Why would you want to? Just add new and run it a few time to spread it around.


----------



## dpreznik (Oct 13, 2006)

joecaption said:


> Why would you want to? Just add new and run it a few time to spread it around.


Because manuals that i read online said i should remove the old lubricant first.


----------



## RWolff (Jan 27, 2013)

dpreznik said:


> Because manuals that i read online said i should remove the old lubricant first.


Not sure how to do this, you might need to open it up to do it, but lacquer thinner works well for disolving old grease and it's usually pretty cheap. but it IS flammable and should be used outdoors.
I use it for cleaning up any greasy/oily machines I have to repair.

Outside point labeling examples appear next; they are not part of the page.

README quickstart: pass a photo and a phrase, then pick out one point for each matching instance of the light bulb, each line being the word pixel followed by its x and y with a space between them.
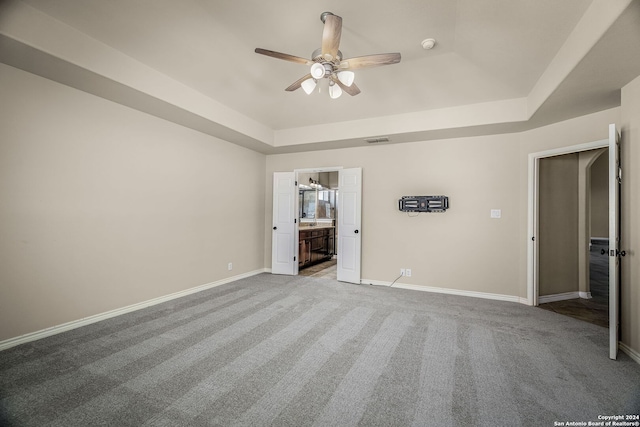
pixel 317 70
pixel 334 91
pixel 346 77
pixel 308 86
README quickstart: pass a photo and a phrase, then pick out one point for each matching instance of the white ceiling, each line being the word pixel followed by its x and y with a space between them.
pixel 487 51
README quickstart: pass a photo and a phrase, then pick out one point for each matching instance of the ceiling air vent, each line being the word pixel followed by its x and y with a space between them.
pixel 378 139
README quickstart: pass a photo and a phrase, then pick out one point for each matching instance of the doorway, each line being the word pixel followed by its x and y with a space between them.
pixel 318 195
pixel 286 240
pixel 615 253
pixel 573 235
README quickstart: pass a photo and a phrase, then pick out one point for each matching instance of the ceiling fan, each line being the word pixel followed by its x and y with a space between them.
pixel 327 62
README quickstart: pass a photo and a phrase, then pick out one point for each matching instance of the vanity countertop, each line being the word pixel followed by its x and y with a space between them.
pixel 315 227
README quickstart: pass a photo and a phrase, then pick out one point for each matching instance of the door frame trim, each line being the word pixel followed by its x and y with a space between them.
pixel 532 203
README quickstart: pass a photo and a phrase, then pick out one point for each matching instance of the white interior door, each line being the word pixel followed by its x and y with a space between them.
pixel 615 174
pixel 349 224
pixel 283 254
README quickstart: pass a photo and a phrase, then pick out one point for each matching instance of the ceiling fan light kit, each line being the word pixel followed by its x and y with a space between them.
pixel 327 63
pixel 309 85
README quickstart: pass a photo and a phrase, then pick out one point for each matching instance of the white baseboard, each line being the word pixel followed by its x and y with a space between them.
pixel 629 352
pixel 542 299
pixel 33 336
pixel 474 294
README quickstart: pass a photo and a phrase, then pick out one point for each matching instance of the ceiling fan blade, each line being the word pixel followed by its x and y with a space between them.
pixel 370 61
pixel 296 85
pixel 352 90
pixel 283 56
pixel 331 36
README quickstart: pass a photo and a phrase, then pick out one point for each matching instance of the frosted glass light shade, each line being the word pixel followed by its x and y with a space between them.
pixel 346 77
pixel 308 86
pixel 335 91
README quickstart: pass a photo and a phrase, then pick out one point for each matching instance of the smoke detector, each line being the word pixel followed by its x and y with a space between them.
pixel 428 44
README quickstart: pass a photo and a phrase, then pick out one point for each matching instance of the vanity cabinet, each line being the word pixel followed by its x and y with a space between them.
pixel 316 244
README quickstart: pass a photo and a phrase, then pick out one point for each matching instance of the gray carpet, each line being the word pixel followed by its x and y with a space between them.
pixel 287 351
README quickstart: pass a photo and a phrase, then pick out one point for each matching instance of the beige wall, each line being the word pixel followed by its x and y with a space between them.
pixel 630 212
pixel 558 224
pixel 103 206
pixel 463 248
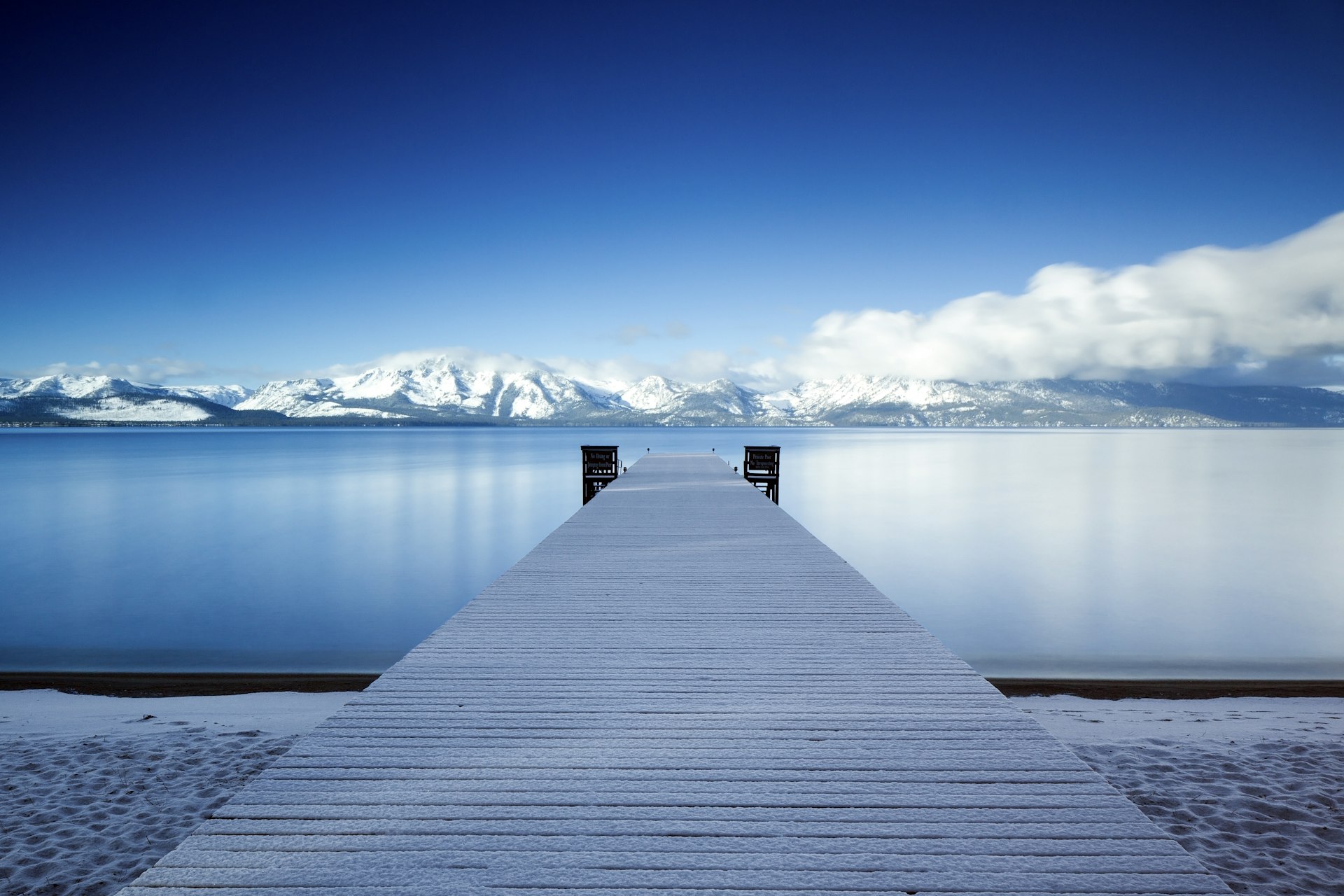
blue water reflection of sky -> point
(1084, 554)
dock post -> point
(761, 468)
(601, 466)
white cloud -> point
(1193, 311)
(146, 370)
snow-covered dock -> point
(679, 691)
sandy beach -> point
(97, 789)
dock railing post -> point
(761, 468)
(601, 466)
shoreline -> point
(202, 684)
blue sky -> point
(235, 192)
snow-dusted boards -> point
(679, 691)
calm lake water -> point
(1091, 554)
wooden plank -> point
(679, 691)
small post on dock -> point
(761, 468)
(601, 466)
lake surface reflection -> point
(1082, 554)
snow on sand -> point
(97, 789)
(1250, 786)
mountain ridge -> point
(441, 391)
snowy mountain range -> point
(441, 391)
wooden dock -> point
(679, 691)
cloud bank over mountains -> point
(1262, 315)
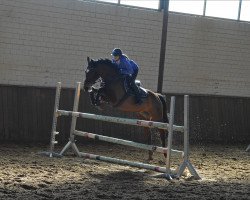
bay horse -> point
(153, 107)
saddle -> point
(143, 92)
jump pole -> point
(171, 127)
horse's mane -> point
(106, 62)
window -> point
(187, 6)
(142, 3)
(245, 10)
(224, 9)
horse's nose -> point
(86, 88)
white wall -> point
(207, 56)
(45, 41)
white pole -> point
(54, 123)
(170, 134)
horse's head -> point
(91, 74)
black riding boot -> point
(136, 90)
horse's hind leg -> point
(163, 139)
(147, 133)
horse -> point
(152, 108)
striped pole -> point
(119, 120)
(127, 143)
(124, 162)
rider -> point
(128, 68)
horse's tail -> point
(164, 104)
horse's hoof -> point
(161, 162)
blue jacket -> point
(126, 66)
(134, 66)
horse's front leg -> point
(163, 139)
(148, 135)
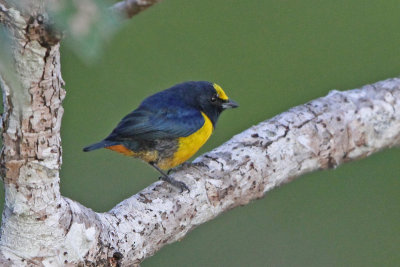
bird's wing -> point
(144, 124)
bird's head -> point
(210, 98)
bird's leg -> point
(181, 185)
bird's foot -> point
(181, 185)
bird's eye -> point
(214, 98)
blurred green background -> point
(268, 56)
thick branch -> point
(129, 8)
(322, 134)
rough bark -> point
(129, 8)
(40, 227)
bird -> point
(169, 127)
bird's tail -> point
(101, 144)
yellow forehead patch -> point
(220, 92)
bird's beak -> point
(229, 104)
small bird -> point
(170, 126)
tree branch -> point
(40, 227)
(129, 8)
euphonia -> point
(170, 126)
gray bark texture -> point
(42, 228)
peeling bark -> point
(40, 227)
(130, 8)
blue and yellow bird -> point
(170, 126)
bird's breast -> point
(189, 145)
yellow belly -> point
(189, 145)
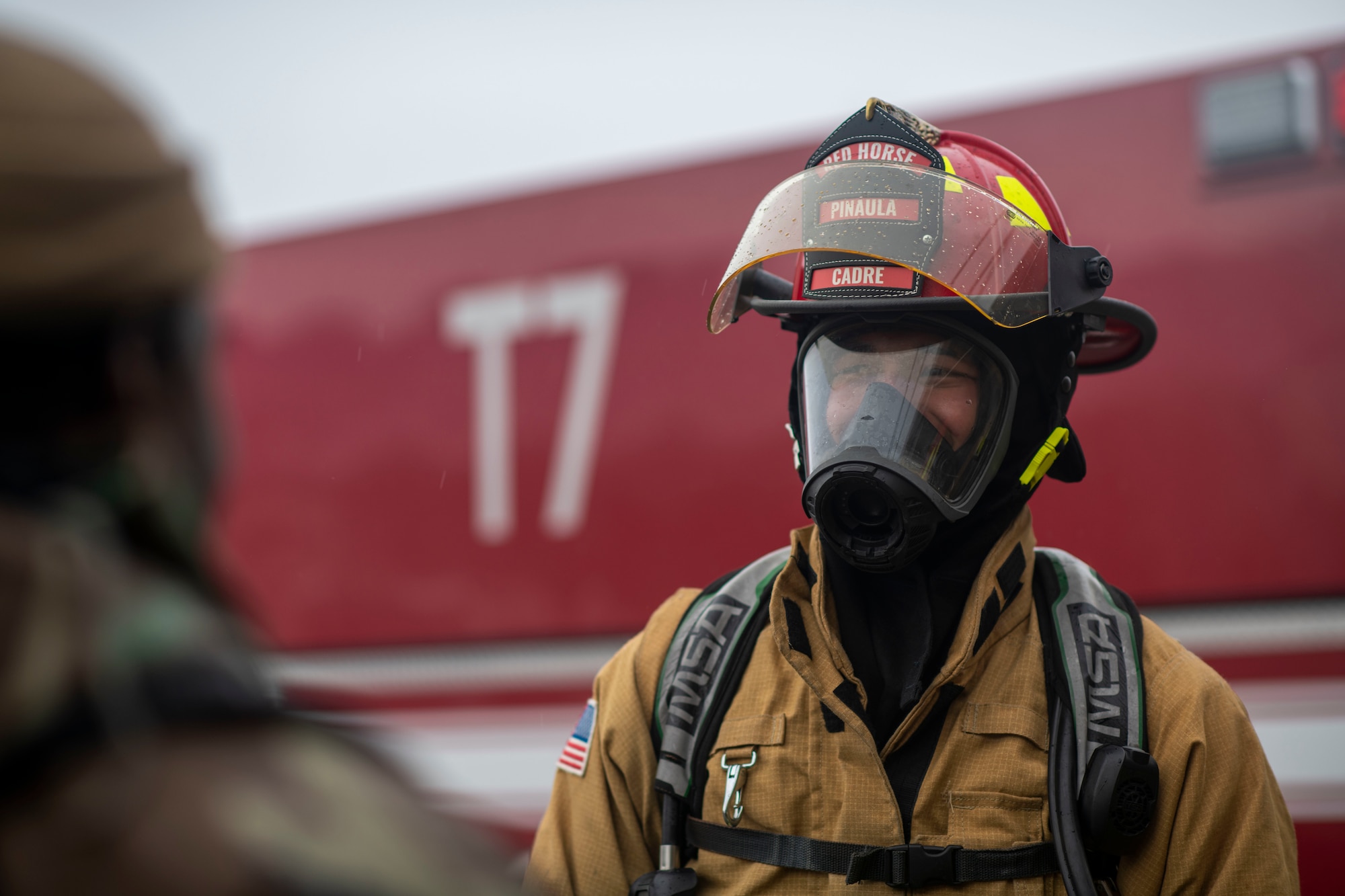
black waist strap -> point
(911, 865)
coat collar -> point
(808, 634)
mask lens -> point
(926, 401)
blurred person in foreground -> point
(141, 751)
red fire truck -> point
(473, 450)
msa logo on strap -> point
(1101, 658)
(1098, 643)
(692, 670)
(575, 754)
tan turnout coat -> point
(1221, 825)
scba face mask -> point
(905, 424)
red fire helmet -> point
(894, 214)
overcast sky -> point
(314, 114)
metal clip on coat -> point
(734, 788)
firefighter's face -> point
(927, 369)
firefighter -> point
(913, 693)
(141, 749)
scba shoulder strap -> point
(1093, 657)
(1093, 650)
(703, 669)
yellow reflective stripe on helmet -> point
(1017, 194)
(950, 186)
(1046, 456)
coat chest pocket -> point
(747, 771)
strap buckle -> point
(931, 865)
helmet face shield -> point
(929, 401)
(952, 231)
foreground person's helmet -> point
(937, 299)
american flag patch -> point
(575, 756)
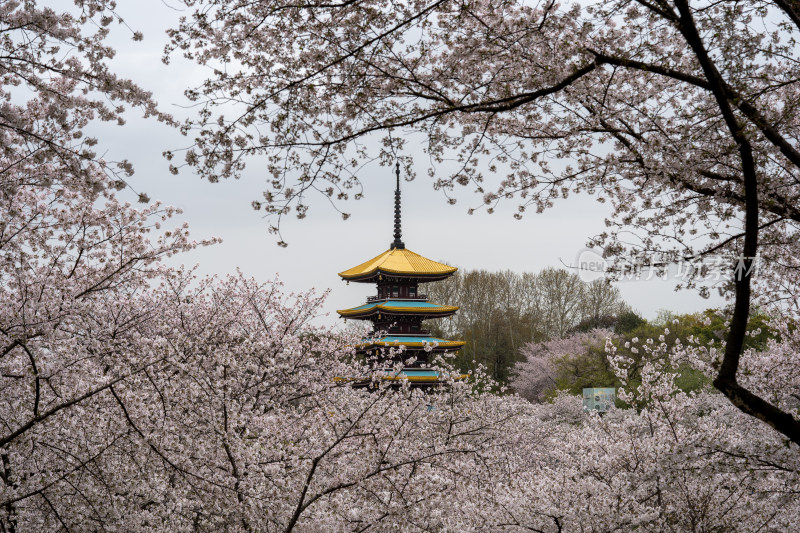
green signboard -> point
(599, 399)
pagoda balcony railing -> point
(416, 298)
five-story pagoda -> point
(398, 309)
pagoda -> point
(397, 310)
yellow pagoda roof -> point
(398, 261)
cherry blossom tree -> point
(535, 375)
(683, 115)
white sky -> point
(322, 244)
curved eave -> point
(440, 344)
(439, 312)
(401, 263)
(372, 277)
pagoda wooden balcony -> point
(422, 297)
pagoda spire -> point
(397, 244)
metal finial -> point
(397, 233)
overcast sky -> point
(323, 244)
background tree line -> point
(580, 359)
(503, 311)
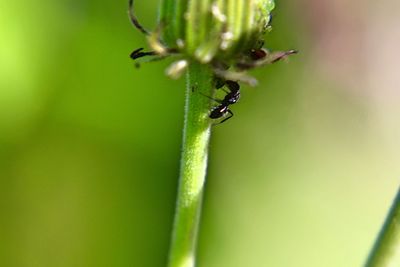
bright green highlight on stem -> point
(196, 135)
(386, 251)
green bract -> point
(228, 35)
(208, 29)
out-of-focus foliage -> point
(89, 146)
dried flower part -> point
(205, 30)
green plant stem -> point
(386, 251)
(196, 135)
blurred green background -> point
(303, 175)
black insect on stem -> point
(230, 98)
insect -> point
(229, 56)
(216, 49)
(230, 98)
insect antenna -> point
(134, 20)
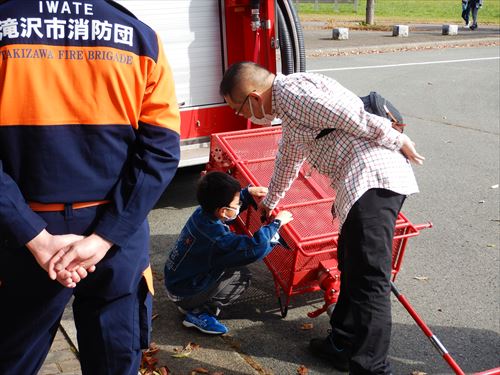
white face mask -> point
(236, 213)
(267, 120)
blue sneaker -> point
(206, 323)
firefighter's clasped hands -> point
(68, 258)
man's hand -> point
(257, 191)
(45, 246)
(408, 150)
(85, 253)
(284, 216)
(264, 213)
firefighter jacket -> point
(88, 112)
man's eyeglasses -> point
(238, 112)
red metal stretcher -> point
(308, 261)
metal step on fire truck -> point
(201, 39)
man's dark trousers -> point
(362, 316)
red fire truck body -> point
(201, 39)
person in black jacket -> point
(471, 7)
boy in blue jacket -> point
(206, 268)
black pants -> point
(362, 316)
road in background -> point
(450, 273)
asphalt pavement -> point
(230, 354)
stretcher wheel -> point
(283, 305)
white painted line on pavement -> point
(405, 64)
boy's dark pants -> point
(228, 289)
(362, 316)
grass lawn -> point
(390, 11)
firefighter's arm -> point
(153, 159)
(16, 217)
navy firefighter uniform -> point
(89, 140)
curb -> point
(342, 51)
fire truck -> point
(201, 39)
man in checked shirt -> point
(368, 163)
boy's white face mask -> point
(235, 215)
(267, 120)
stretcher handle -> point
(427, 331)
(423, 226)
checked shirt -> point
(360, 154)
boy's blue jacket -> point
(206, 247)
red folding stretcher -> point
(308, 262)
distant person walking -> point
(468, 7)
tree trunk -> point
(370, 12)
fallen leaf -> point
(306, 326)
(182, 354)
(186, 350)
(302, 370)
(421, 278)
(200, 370)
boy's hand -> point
(257, 191)
(284, 216)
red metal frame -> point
(310, 263)
(249, 155)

Simple green used full strength with a brush may get some of it, but either way it will be a chore.


----------



## firehawkmph (Dec 12, 2009)

If you really want to get it out, try WD-40. But it's going to make a mess. I install doors and openers and have never taken out any old grease. Use the low temp grease in the tube that is designed for the screw drive openers. Run a bead down the length of the screw and run the door up and down a few times. Watch for goobers to drop off and wipe those off. I don't install screw drives just for this reason. They are usually the noisiest openers going and they always make a mess. And P.S., quit reading so much on the internet. :wink:
Mike Hawkins


----------



## dpreznik (Oct 13, 2006)

Thank you everybody who answered!


----------



## Shaynecalkins (Jan 17, 2013)

just a note for an old post, wd-40 and three rolls of paper towels will do it but it takes hours, and its messy. i take the rail down, pull the screw out, run solvent and a rag down the empty rail. Then i take the screw portion, put it in my oversize drill. use the drill to drive the screw and hold a towel with solvent around the screw and activate the drill. the towel will walk all the way down the screw and off the end. degreased. 2 hours minimum,for a pro. worth the effort though. and whenever possible use genie authorized lube. The brand is lubriplate the model name they use is "aero" its good stuff. anything else can seize the screw in the rail. Which is why they want you to remove the old stuff. there's no telling what was used on it. i don't work for them but i like this opener. very few problems and cheap to fix. Yes it can be LOUD. but it will lift a door with a broken spring for six months. better applied torque. 3/4 hp got nothing on these guys.they were kicking 1 hp when 1/2 was cool.


----------



## PoleCat (Sep 2, 2009)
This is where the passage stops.